Regardless of the scale, the syntax and code you generate is an important research output required to validate your work. As with the data itself, you need to implement a strategy for naming, versioning and archiving your research software.

There are a number of useful tools available designed to help you track and version your code. The most widely used are based on the Git versioning system, and these include:

GitHub: https://github.com
GitLab: https://about.gitlab.com
Bitbucket: https://bitbucket.org
Gitea: https://gitea.io/en-us

These tools are designed specifically to track the development and allow you to version your code. They support and promote collaborative working, and allow you to make your code publicly available when appropriate.These services commonly provide some level of free access.

If your code is extensive, it is highly recommended to use a Git repository. There are extensive training videos on using Git repositories available online which will help you to use of your repository of choice correctly and make the most of its functionality.

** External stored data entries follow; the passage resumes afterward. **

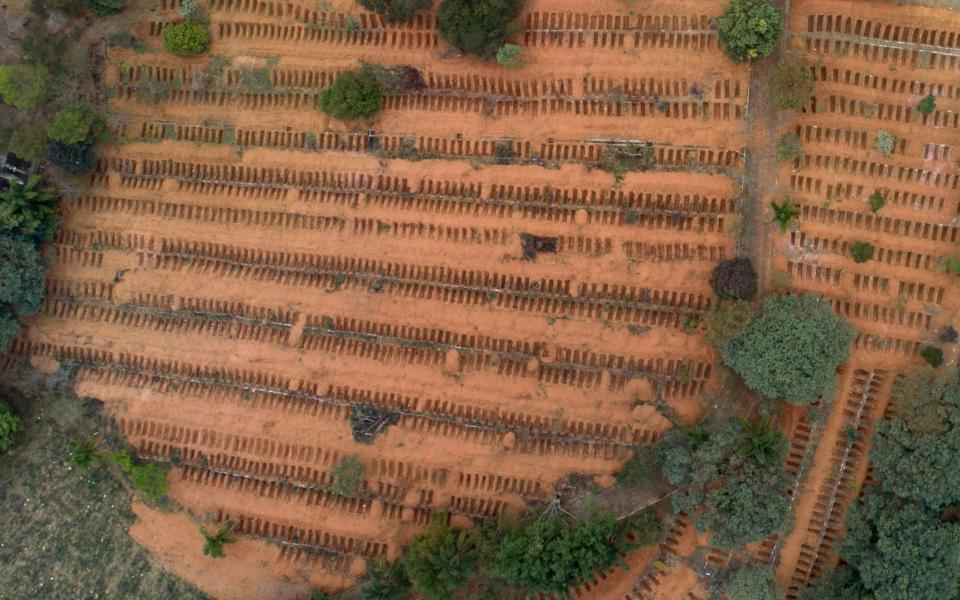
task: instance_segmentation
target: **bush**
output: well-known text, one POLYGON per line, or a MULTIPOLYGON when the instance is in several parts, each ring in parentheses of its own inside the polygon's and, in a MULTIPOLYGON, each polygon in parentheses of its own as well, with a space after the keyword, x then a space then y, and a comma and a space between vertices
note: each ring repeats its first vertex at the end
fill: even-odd
POLYGON ((59 194, 52 187, 40 187, 40 182, 40 175, 33 175, 26 185, 10 182, 0 192, 0 229, 38 241, 53 237, 60 225, 59 194))
POLYGON ((367 577, 370 582, 363 590, 363 600, 404 600, 410 594, 410 581, 397 560, 388 563, 384 559, 367 561, 367 577))
POLYGON ((492 60, 510 37, 509 23, 521 7, 520 0, 443 0, 440 33, 454 48, 492 60))
POLYGON ((167 470, 168 467, 155 463, 134 465, 130 469, 130 482, 135 489, 156 502, 167 493, 167 470))
POLYGON ((97 459, 96 441, 92 437, 74 438, 67 444, 67 464, 81 471, 89 471, 97 459))
POLYGON ((410 65, 385 67, 375 63, 361 62, 360 72, 377 82, 381 94, 407 94, 427 87, 420 70, 410 65))
POLYGON ((782 204, 771 200, 770 208, 773 209, 772 222, 780 226, 780 233, 786 233, 790 223, 800 216, 800 207, 789 196, 783 200, 782 204))
POLYGON ((741 567, 723 584, 726 600, 777 600, 773 568, 770 565, 741 567))
POLYGON ((920 350, 920 358, 927 361, 927 364, 937 368, 943 364, 943 350, 936 346, 924 346, 920 350))
POLYGON ((64 45, 64 36, 50 35, 45 19, 33 19, 27 34, 20 40, 21 59, 25 63, 43 65, 51 73, 58 73, 62 70, 60 56, 64 45))
POLYGON ((742 335, 720 347, 727 365, 765 398, 805 405, 836 389, 854 332, 819 296, 769 296, 742 335))
POLYGON ((504 44, 497 50, 497 62, 503 67, 523 65, 523 48, 516 44, 504 44))
MULTIPOLYGON (((0 234, 0 308, 9 319, 37 312, 43 300, 43 261, 33 243, 0 234)), ((11 336, 12 337, 12 336, 11 336)), ((6 349, 10 339, 0 339, 6 349)))
POLYGON ((20 417, 13 414, 8 404, 0 402, 0 452, 6 452, 13 445, 20 425, 20 417))
POLYGON ((210 34, 201 23, 185 21, 163 28, 163 47, 186 56, 203 54, 210 45, 210 34))
POLYGON ((13 132, 7 149, 24 160, 35 162, 46 157, 49 144, 46 125, 28 123, 13 132))
POLYGON ((473 577, 477 553, 470 535, 447 526, 447 513, 431 515, 430 526, 413 538, 403 567, 413 589, 435 600, 453 598, 473 577))
POLYGON ((20 110, 40 106, 49 85, 50 73, 41 65, 0 65, 0 98, 20 110))
POLYGON ((850 244, 850 256, 853 257, 853 262, 857 264, 867 262, 873 258, 873 244, 860 241, 853 242, 850 244))
POLYGON ((880 130, 877 132, 877 139, 873 142, 873 147, 877 152, 884 156, 893 154, 897 146, 897 138, 888 131, 880 130))
POLYGON ((714 267, 710 287, 721 298, 753 300, 757 295, 757 272, 749 258, 731 258, 714 267))
POLYGON ((720 348, 730 338, 742 335, 753 323, 753 305, 743 300, 720 300, 704 315, 707 341, 720 348))
POLYGON ((127 5, 127 0, 84 0, 84 5, 93 14, 104 17, 122 12, 127 5))
POLYGON ((84 102, 74 102, 58 110, 47 125, 47 134, 66 146, 90 145, 101 139, 107 125, 84 102))
POLYGON ((344 456, 330 469, 331 489, 342 496, 356 496, 363 484, 363 463, 356 454, 344 456))
POLYGON ((783 33, 783 15, 769 0, 730 0, 717 17, 720 42, 733 62, 768 56, 783 33))
POLYGON ((934 110, 937 109, 937 98, 933 94, 928 95, 926 98, 920 101, 917 104, 917 112, 921 115, 929 115, 934 110))
POLYGON ((813 73, 803 56, 787 52, 770 71, 767 91, 773 105, 782 110, 801 110, 813 97, 813 73))
POLYGON ((870 194, 870 212, 875 213, 879 211, 887 203, 887 199, 883 197, 883 192, 880 190, 874 190, 870 194))
POLYGON ((861 594, 863 582, 860 581, 860 575, 847 567, 837 567, 801 590, 797 600, 856 600, 861 594))
POLYGON ((97 165, 97 154, 87 144, 51 144, 47 160, 71 175, 89 173, 97 165))
POLYGON ((399 420, 398 413, 375 404, 354 404, 350 407, 350 431, 353 441, 361 444, 372 444, 377 434, 399 420))
POLYGON ((360 6, 383 16, 387 23, 403 23, 430 10, 433 0, 357 0, 360 6))
POLYGON ((957 341, 957 330, 953 325, 947 325, 940 331, 938 339, 944 344, 953 344, 957 341))
POLYGON ((193 23, 206 23, 207 11, 197 0, 183 0, 180 3, 180 16, 193 23))
POLYGON ((803 145, 801 145, 800 136, 796 132, 785 133, 777 140, 778 159, 793 162, 798 158, 803 158, 803 154, 803 145))
POLYGON ((341 121, 372 117, 380 111, 380 85, 363 71, 337 75, 320 95, 320 110, 341 121))
POLYGON ((647 483, 659 475, 660 459, 657 453, 649 446, 644 446, 617 471, 617 483, 637 485, 647 483))
POLYGON ((630 171, 649 171, 657 166, 653 144, 607 144, 603 147, 599 167, 619 180, 630 171))
POLYGON ((657 509, 650 506, 630 517, 626 527, 633 535, 637 546, 653 546, 663 536, 663 520, 657 509))
POLYGON ((224 544, 235 544, 237 538, 230 535, 230 529, 232 528, 232 523, 229 521, 220 526, 220 529, 216 533, 207 533, 207 530, 200 528, 200 533, 203 534, 203 554, 204 556, 209 556, 211 558, 223 558, 223 545, 224 544))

If your code base is small and comprises only one or two files you may prefer to use a manual versioning system instead.

Source: MANTRA

Computational Notebooks

Computational notebooks provide a workspace for writing and developing code, facilitating the sharing and publishing of script workflows.

Perhaps the most commonly known computational notebook, Jupyter Notebook provides an open-source web-based application for creating and sharing documents that contain live code, equations, visualisations and narrative text.

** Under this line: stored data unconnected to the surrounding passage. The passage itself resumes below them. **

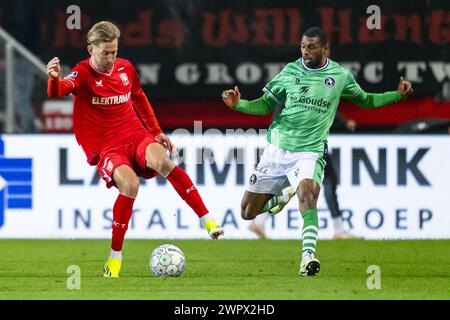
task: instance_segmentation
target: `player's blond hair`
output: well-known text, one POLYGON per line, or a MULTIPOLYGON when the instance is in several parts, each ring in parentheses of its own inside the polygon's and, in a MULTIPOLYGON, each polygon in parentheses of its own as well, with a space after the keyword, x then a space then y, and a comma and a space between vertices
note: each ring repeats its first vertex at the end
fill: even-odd
POLYGON ((102 42, 111 42, 119 39, 119 28, 110 21, 100 21, 92 26, 87 34, 87 43, 97 45, 102 42))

In addition to tracking the development of code, Jupyter Notebook can be used directly for cleaning and transforming data, numerical simulation, statistical modeling and more.

Source: MANTRA

Electronic Lab Notebooks

Other tools, such as electronic lab notebooks (ELNs) can support the organisation of research data.

ELNs perform the same function as paper lab notebooks, and also enable better sharing and searching for data.

Some electronic lab notebooks also support integration with other tools used in the lab, and with research infrastructure.

Source: MANTRA